Videl siente como le jalan su playera por lo que baja la mirada viendo a Bra que le extiende su mano, para que la tome por lo que la pelinegra sonríe divertida y le toma la mano.


- Siempre eres tan atento con Aimi. –Goten camina alado de su amigo, mirándolo de reojo y cruzando sus manos atrás de su nuca.

- ¿Te molesta que lo sea? –Trunks alza ambas cejas mirándolo extrañado.

- No es que me moleste, solo se me hace raro. Aimi es mi hermana pero eres más considerado con ella que con tu propia hermana.
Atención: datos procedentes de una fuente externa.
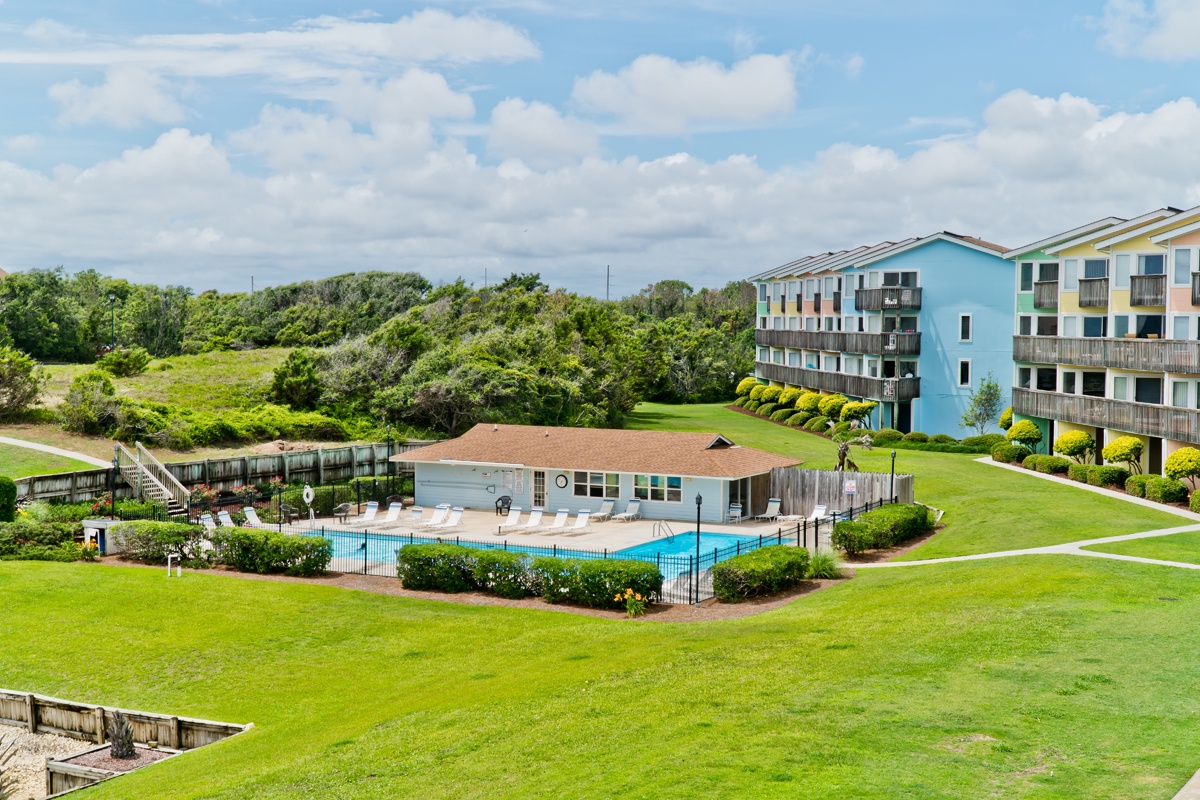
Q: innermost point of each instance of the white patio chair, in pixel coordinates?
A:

- Obvio. Bra es molesta, berrinchuda y caprichosa. Aimi es más linda, me es más fácil ser amable con ella que con Bra. –Trunks se encoge de hombros con indiferencia. –Si a quien se le hubiera caído la crepa hubiera sido a Bra ella me exigiría mi crepa y si me negaba a dársela me haría un berrinche viéndome obligado a dársela. Aimi solo se quedó callada, lamentando su perdida y no exigió que le des tu crepa… ya me gustaría yo que mi hermana fuera como Aimi, deberías ser más agradecido y no molestarla tanto, eso es infantil. –le dice con mofa.

- Deja de molestar con eso. Aimi es mi hermana y la trato como quiero. –dice firme y Trunks sonríe divertido.

- Cambiando de tema; hay algo que llevo pensando por días. –Goten muestra curiosidad ante el tono que empleo su amigo para decirlo. –Quiero hacer algo y me gustaría que me ayudes con eso.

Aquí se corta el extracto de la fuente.